Moncton Wildcats
Rink: Avenir Centre
Capacity: 8,800
Built: 2018
League: QMJHL
City: Moncton, New Brunswick
Home Of: Moncton Wildcats
Games Attended: 1
Only Game: October 22, 2023 vs Val d’Or
Unique Arena: #71
QMJHL Arena: #20
The Avenir Centre is the QMJHL’s newest building and perhaps one of the most impressive in all of the CHL. It is a giant building in downtown Moncton that announces its presence and has the look of a giant entertainment centre where big things take place, which is basically the point. It also has a nice parkette area out front with what looks to be an area that can be a splash pad in the summer and a rink in the winter. The main entrance as you can see has a lot of glass windows that lets natural light into the building (though there are curtains that block that light from getting into the bowl itself), and those windows extend much of the way around the building. With downtown rinks parking can be tough to find, but there is a giant lot behind Avenir Centre (though it costs an odd $13 on gameday). I’m told if you’re there early enough, finding free street parking nearby is very possible.

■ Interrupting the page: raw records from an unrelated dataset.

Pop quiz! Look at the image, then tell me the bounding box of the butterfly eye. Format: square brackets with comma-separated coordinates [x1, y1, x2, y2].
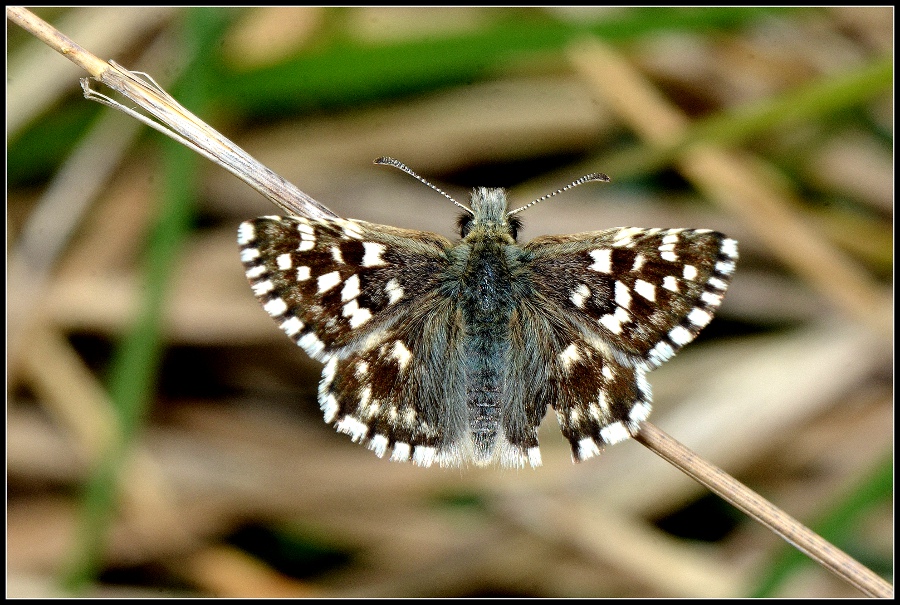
[508, 215, 522, 241]
[457, 213, 474, 238]
[457, 214, 521, 239]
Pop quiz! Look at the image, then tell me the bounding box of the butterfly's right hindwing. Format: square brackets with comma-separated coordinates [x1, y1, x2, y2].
[510, 299, 652, 463]
[514, 227, 736, 461]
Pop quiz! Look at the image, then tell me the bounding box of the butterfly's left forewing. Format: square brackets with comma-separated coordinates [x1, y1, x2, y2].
[239, 215, 452, 358]
[240, 216, 474, 465]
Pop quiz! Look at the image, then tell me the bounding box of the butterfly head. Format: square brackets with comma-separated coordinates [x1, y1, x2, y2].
[374, 156, 608, 244]
[458, 187, 521, 241]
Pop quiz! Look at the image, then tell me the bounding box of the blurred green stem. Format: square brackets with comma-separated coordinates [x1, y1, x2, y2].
[602, 55, 893, 179]
[58, 8, 223, 593]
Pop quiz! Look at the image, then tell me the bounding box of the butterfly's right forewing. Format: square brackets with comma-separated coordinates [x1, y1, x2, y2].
[516, 227, 736, 460]
[524, 228, 737, 369]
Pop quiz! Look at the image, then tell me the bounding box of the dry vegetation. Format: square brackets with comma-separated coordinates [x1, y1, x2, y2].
[7, 7, 892, 598]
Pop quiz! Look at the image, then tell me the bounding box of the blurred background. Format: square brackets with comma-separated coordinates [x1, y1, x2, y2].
[7, 7, 892, 598]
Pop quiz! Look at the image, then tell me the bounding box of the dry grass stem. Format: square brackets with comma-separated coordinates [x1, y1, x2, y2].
[635, 422, 892, 598]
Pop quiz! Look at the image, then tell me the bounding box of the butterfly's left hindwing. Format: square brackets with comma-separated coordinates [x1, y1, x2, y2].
[318, 294, 473, 466]
[240, 215, 478, 465]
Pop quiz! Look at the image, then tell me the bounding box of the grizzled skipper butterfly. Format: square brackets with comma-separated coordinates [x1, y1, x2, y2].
[238, 158, 737, 467]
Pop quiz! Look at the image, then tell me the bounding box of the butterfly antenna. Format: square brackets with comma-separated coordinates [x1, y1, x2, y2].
[507, 173, 610, 216]
[375, 157, 473, 215]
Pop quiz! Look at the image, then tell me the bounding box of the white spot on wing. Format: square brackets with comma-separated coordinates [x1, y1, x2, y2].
[263, 297, 287, 317]
[245, 265, 265, 279]
[597, 390, 609, 414]
[331, 245, 344, 264]
[361, 242, 387, 267]
[317, 271, 341, 293]
[614, 280, 631, 309]
[297, 266, 311, 281]
[577, 438, 601, 460]
[716, 260, 735, 274]
[390, 340, 412, 370]
[708, 276, 728, 290]
[391, 442, 411, 461]
[298, 332, 326, 359]
[600, 313, 622, 334]
[636, 372, 651, 400]
[588, 248, 612, 273]
[662, 275, 678, 292]
[413, 445, 436, 467]
[631, 253, 645, 271]
[341, 299, 372, 327]
[600, 307, 631, 334]
[722, 238, 739, 259]
[600, 421, 630, 444]
[634, 279, 655, 301]
[370, 434, 389, 457]
[321, 394, 339, 423]
[354, 360, 369, 378]
[648, 341, 674, 364]
[280, 316, 304, 336]
[276, 254, 292, 270]
[385, 278, 404, 304]
[297, 224, 316, 251]
[662, 232, 680, 245]
[669, 325, 693, 346]
[336, 415, 369, 442]
[558, 343, 581, 370]
[341, 274, 361, 301]
[252, 280, 275, 296]
[527, 447, 542, 467]
[240, 247, 260, 262]
[569, 407, 581, 424]
[688, 307, 712, 327]
[600, 307, 631, 335]
[570, 283, 590, 308]
[611, 227, 644, 247]
[629, 401, 651, 424]
[701, 291, 722, 306]
[321, 356, 338, 390]
[341, 220, 365, 239]
[237, 222, 255, 245]
[683, 265, 698, 280]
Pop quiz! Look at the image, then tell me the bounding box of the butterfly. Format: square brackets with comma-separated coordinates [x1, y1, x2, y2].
[238, 157, 737, 468]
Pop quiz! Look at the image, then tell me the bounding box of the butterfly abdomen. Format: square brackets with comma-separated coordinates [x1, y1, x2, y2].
[452, 231, 520, 463]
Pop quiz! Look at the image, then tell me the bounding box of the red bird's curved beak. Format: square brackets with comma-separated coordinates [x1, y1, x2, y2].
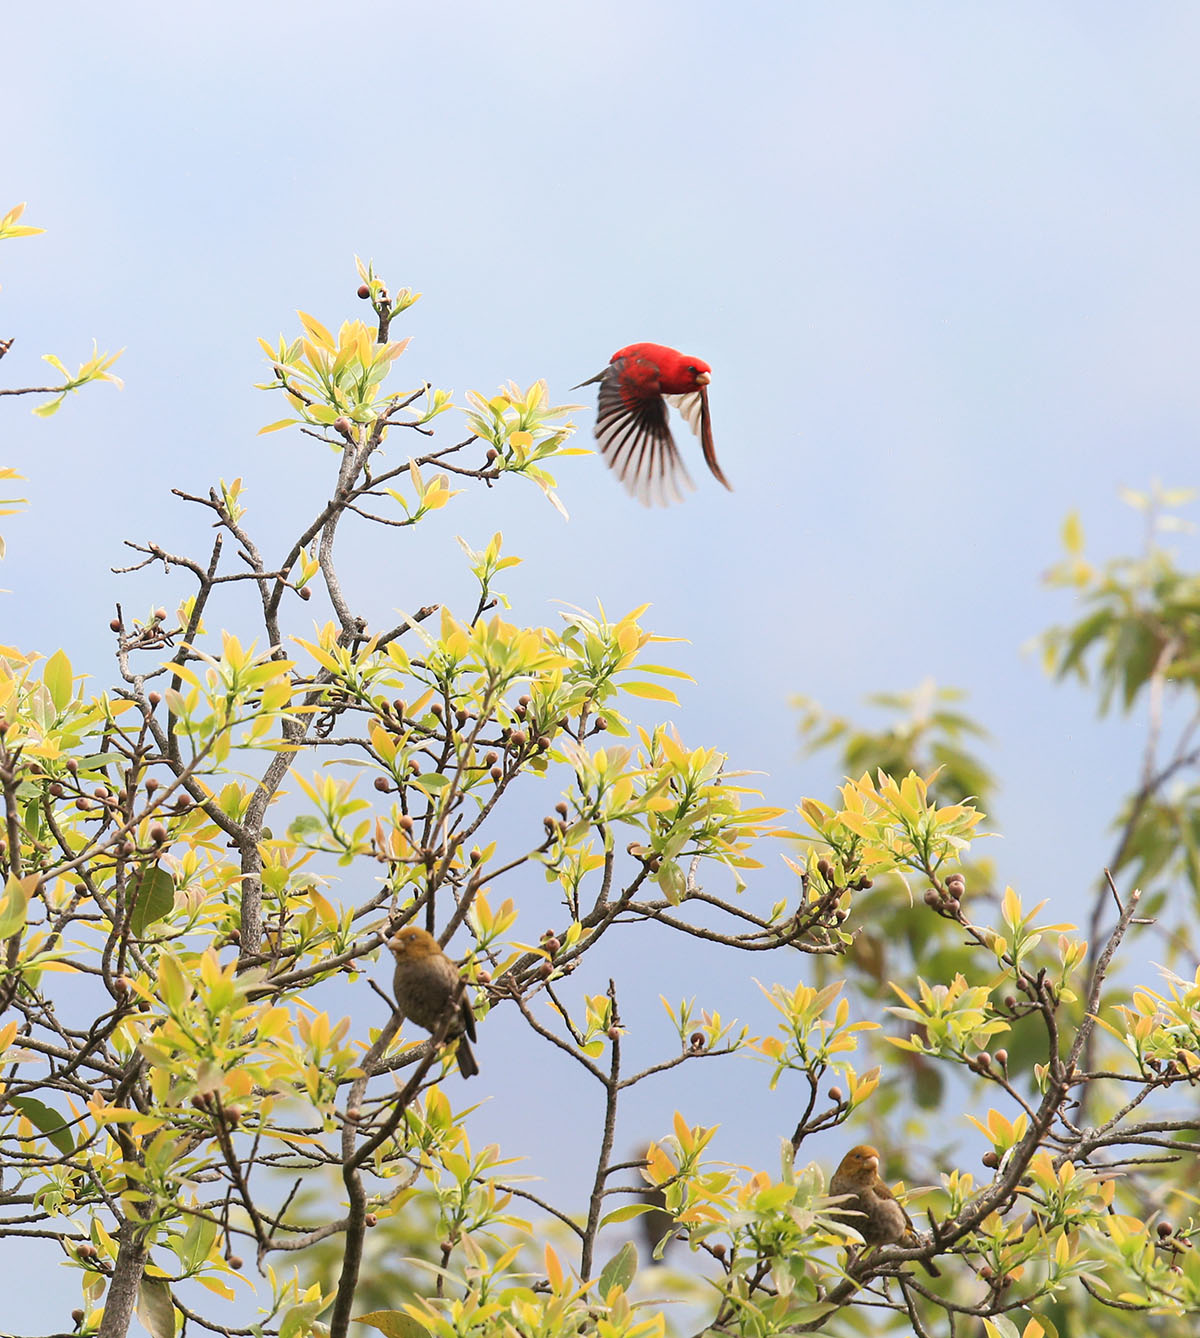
[695, 371, 711, 385]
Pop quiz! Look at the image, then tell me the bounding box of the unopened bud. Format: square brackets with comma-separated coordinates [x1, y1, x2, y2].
[828, 1086, 843, 1103]
[357, 284, 371, 299]
[982, 1151, 999, 1169]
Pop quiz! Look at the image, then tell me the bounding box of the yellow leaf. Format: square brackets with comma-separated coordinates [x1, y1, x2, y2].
[297, 310, 334, 349]
[544, 1242, 563, 1290]
[621, 680, 680, 704]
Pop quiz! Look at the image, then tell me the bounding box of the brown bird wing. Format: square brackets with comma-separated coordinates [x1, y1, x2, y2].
[870, 1180, 941, 1277]
[595, 374, 695, 507]
[663, 386, 732, 491]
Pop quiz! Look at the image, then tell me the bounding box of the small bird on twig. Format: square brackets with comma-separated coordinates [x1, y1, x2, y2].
[829, 1144, 940, 1277]
[388, 926, 478, 1079]
[574, 342, 732, 506]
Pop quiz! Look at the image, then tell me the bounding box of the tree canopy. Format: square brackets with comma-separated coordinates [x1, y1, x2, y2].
[2, 217, 1200, 1338]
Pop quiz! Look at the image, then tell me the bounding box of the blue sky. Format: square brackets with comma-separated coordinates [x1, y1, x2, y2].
[5, 2, 1200, 1326]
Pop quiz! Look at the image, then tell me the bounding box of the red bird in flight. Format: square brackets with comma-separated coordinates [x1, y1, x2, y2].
[574, 342, 732, 506]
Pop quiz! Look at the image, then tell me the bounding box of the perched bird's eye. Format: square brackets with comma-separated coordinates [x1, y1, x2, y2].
[687, 365, 697, 375]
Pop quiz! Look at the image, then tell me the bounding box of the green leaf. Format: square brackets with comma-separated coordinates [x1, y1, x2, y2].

Let’s get it out of the way. The Avenir Centre is too big for the Moncton Wildcats, but that was never the point. The city wanted a big venue to nab big time shows that could also double up with Halifax for trips to the Maritimes that weren’t happening enough with the lack of buildings like this. So, before you lay an 8,800-seat arena that realistically no junior franchise would even come close to filling on a regular basis. That said the Wildcats now have a palace to play in. A few years into its life and everything still has that shiny new look to it. The seats are all comfortable and extend far up, so that if you’re someone like me that likes to watch games at a higher angle you won’t be disappointed. Seeing as the Wildcats aren’t able to fill the building the entire lower half of seats behind one net have been retracted and turned into a giant kid’s zone with bounce houses and other activities to keep the youngsters entertained. Same idea but opposite outcome to what they have in Saint John. Like most new buildings, the concourse is wide and has plenty of options for food/drink. There is also a well-stocked team store at ground level as you enter the building, but if during the game you don’t want to go back down that way there are a couple souvenir kiosks on the main concourse as well.

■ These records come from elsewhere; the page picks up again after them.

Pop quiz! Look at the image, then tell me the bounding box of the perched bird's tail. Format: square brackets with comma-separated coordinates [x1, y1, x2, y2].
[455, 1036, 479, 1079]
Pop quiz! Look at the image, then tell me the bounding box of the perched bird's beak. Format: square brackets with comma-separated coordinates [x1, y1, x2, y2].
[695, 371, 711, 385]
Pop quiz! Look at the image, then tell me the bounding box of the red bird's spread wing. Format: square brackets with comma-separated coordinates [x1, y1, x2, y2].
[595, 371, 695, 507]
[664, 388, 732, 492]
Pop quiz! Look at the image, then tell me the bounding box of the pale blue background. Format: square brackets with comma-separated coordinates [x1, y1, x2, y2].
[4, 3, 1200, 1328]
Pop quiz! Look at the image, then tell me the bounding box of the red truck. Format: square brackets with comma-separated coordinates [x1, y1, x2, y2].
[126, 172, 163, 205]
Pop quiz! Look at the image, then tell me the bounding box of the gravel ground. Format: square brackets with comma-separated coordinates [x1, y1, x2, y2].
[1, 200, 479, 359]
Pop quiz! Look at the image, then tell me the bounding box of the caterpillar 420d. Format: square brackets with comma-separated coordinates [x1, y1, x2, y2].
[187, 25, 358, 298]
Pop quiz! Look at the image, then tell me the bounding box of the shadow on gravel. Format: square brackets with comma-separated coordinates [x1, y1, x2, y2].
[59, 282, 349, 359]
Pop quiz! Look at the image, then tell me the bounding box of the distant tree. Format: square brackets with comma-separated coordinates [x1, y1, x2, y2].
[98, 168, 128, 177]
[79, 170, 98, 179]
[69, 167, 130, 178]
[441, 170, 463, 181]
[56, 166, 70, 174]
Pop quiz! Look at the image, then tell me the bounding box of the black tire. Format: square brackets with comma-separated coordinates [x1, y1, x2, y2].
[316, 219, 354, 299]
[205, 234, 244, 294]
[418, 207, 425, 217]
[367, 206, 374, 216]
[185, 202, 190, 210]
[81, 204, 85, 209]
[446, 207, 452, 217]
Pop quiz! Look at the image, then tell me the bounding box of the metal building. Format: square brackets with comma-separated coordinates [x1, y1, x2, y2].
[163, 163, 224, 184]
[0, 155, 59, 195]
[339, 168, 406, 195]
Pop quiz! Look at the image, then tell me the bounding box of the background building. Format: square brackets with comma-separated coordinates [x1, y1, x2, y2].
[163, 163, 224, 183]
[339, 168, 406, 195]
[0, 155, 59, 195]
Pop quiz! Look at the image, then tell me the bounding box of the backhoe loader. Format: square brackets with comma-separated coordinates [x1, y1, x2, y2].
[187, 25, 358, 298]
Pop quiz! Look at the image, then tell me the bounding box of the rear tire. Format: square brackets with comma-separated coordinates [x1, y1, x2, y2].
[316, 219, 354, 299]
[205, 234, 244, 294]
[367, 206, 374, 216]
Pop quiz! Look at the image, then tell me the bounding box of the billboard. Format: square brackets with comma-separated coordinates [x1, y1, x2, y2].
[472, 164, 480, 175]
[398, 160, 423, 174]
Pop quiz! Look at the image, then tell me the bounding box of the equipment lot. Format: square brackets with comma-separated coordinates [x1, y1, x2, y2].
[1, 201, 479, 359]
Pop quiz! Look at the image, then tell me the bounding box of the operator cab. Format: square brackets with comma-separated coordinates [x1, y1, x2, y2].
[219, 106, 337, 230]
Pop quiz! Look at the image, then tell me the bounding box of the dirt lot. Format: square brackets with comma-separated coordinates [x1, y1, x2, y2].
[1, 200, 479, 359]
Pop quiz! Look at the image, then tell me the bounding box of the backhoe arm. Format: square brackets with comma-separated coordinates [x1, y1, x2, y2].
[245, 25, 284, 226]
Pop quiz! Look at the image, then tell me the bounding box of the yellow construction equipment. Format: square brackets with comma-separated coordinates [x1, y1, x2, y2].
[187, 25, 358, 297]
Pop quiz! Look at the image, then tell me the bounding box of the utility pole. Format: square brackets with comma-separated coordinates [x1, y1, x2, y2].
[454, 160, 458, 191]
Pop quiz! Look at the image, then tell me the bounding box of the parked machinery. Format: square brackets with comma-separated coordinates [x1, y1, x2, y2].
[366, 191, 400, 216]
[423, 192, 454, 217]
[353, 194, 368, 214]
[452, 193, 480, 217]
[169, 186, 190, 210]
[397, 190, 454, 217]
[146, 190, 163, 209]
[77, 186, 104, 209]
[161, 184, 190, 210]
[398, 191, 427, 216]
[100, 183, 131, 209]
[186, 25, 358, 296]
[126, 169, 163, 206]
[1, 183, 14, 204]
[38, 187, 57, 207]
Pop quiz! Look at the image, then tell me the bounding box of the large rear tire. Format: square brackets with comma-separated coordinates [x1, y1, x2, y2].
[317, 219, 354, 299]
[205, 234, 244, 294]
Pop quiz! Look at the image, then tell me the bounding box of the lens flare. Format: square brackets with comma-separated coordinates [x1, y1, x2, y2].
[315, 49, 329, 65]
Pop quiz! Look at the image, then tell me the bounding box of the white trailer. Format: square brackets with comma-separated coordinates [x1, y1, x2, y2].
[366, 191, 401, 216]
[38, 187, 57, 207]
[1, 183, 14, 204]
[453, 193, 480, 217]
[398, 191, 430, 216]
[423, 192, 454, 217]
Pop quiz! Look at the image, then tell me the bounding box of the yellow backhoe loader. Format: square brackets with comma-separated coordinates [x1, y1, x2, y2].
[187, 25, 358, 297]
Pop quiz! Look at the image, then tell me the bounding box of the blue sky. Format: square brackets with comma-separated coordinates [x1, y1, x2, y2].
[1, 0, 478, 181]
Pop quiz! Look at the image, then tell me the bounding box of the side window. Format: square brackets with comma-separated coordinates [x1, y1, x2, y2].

The Avenir Centre also did something a little different in that instead of putting suites all the way around the top of the bowl like many clone rinks do, they decided to put them all on one side of the rink and stack them on top of each other. This makes the bowl on the penalty box side of the rink about an average height of a junior hockey rink, but it allows the seats on the other three sides to extend much further off the ice than most buildings. It kind of reminds me of the WFCU Centre in Windsor, but if they took their single big end of seats and went all the way around the ice with it. Seating here is a bit shallower than the WFCU Centre counterpart but still good enough to offer great views of the ice. The videoboard is professionally run and the sound system to me is perfect, with the sound levels high but not so high you can’t talk to people around you. Also, you can never get lost in Avenir Centre as it has the biggest section signs I’ve ever seen.

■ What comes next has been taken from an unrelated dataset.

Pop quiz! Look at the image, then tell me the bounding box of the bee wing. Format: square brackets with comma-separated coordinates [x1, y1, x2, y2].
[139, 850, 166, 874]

If you were ranking the top buildings in the CHL just on facilities alone, you would probably have Moncton at number one for buildings that aren’t already hosts to the NHL (Edmonton) or built specifically for the hopes of a future NHL team (Quebec). The Wildcats play in a beautiful building that has not only anything you could want at a game, but the team tries to put some soul into as well with Wildcats logos, colours and photos in the concourse and outside the building. But try as they might, the atmosphere in Moncton obviously is the con about this building. It’s not the fault of the team or their fans, it’s just too big of a building for the QMJHL level. Hell, most AHL teams wouldn’t be able to fill this place regularly. The good news is the city of Moncton is now able to host top tier events, and the Wildcats have a jewel to call their home for decades to come. It’s not my favourite building in the league, but it might be the most impressive outside of the spaceship NHL building in Quebec City.